Repotting guide
When & how to repot Rudbeckia 'Pot of Gold' (Rudbeckia hirta 'Pot of Gold')
Also called Pot of Gold black-eyed Susan, gloriosa daisy, black-eyed Susan.
More about rudbeckia 'pot of gold'
About Rudbeckia 'Pot of Gold'
Rudbeckia hirta 'Pot of Gold' · also called Pot of Gold black-eyed Susan, gloriosa daisy · flowering
Rudbeckia hirta 'Pot of Gold' is a compact, free-flowering black-eyed Susan producing large, fully double golden-yellow blooms with no visible central cone. It grows as an annual or short-lived perennial and blooms prolifically from midsummer to autumn. The ASPCA lists Rudbeckia as non-toxic to dogs and cats.
Mature size: 50-70 cm tall, 30-45 cm spread
Watch for — Crown rot: In waterlogged or compacted soil. Ensure sharp drainage and do not overwater established plants.
How to tell rudbeckia 'pot of gold' needs repotting
Repotting on a calendar is less reliable than reading the plant. For rudbeckia 'pot of gold', watch for these signs:
- Roots circling the bottom of the module or pot, or poking out of the drainage holes.
- The seedling dries out within a day and growth has visibly stalled.
- Roots are white and matted in a tight spiral when you tip the plant out.
- It has outgrown its current container for the stage of the season — pot rudbeckia 'pot of gold' on before it becomes hard root-bound.
For the underlying biology of a pot-bound root system and why it stalls a plant, see our guide to spotting and fixing a root-bound plant.

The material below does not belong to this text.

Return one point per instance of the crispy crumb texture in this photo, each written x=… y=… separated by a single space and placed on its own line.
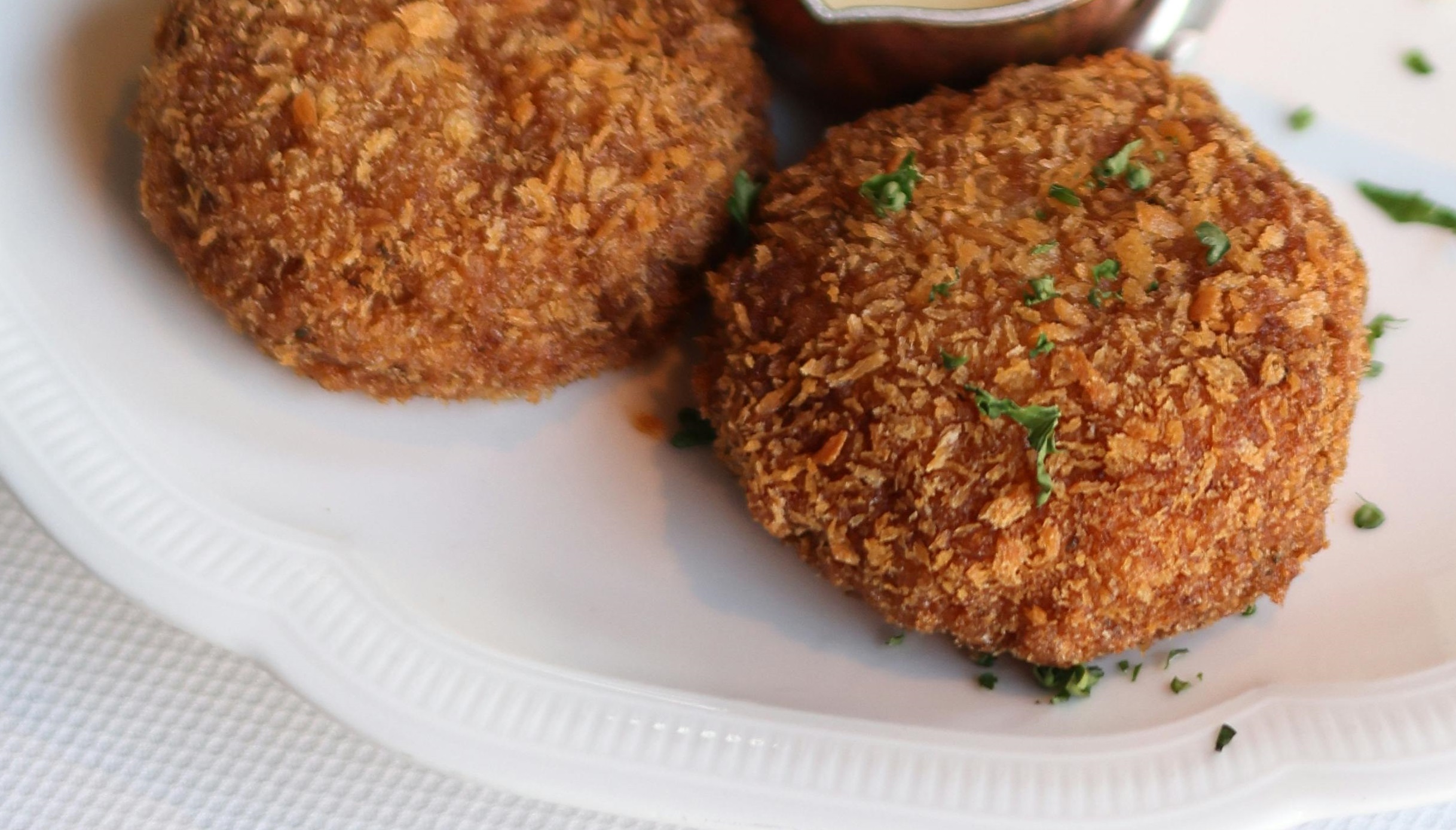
x=1203 y=421
x=450 y=199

How often to repot rudbeckia 'pot of gold'
Pot on seedlings as they grow; not a perennial repot. Rudbeckia 'Pot of Gold'is grown for one season, so the question is really “how often to pot on” — keep moving it up before the roots circle. Upright, bushy annual or short-lived perennial.
What size pot to step rudbeckia 'pot of gold' up to
Pot rudbeckia 'pot of gold' on gradually — a seedling jumped straight into a huge pot sits in cold, wet, airless soil and stalls. Step up one or two sizes at a time as the roots fill each container, finishing in a large final pot or the ground. The aim is roots that never circle and never check.
Not sure of the exact diameter? Our pot size calculator takes the current pot and root spread and tells you the right next size — it deliberately recommends a single step up, never a big jump.
The best time of year to repot rudbeckia 'pot of gold'
Pot rudbeckia 'pot of gold' on through the active growing season, whenever roots fill the current container — there is no single date, just "before it becomes root-bound". Avoid potting on during a cold snap.
Step-by-step: repotting rudbeckia 'pot of gold'
- Pot on before it is root-bound. Check rudbeckia 'pot of gold' regularly; move it up as soon as roots reach the edge of the cell or pot, not after they have circled.
- Step up one or two sizes. Choose the next container up — not a giant one. Cold, wet, unused soil around a small root system stalls seedlings.
- Knock it out gently. Support the stem, tip the pot, and ease the rootball out without breaking it. A little teasing of circled roots at the base is fine.
- Pot into rich mix. Set it into fresh average to moderately fertile, well-drained soil at the same depth (tomatoes are the exception — they can go deeper to root along the stem).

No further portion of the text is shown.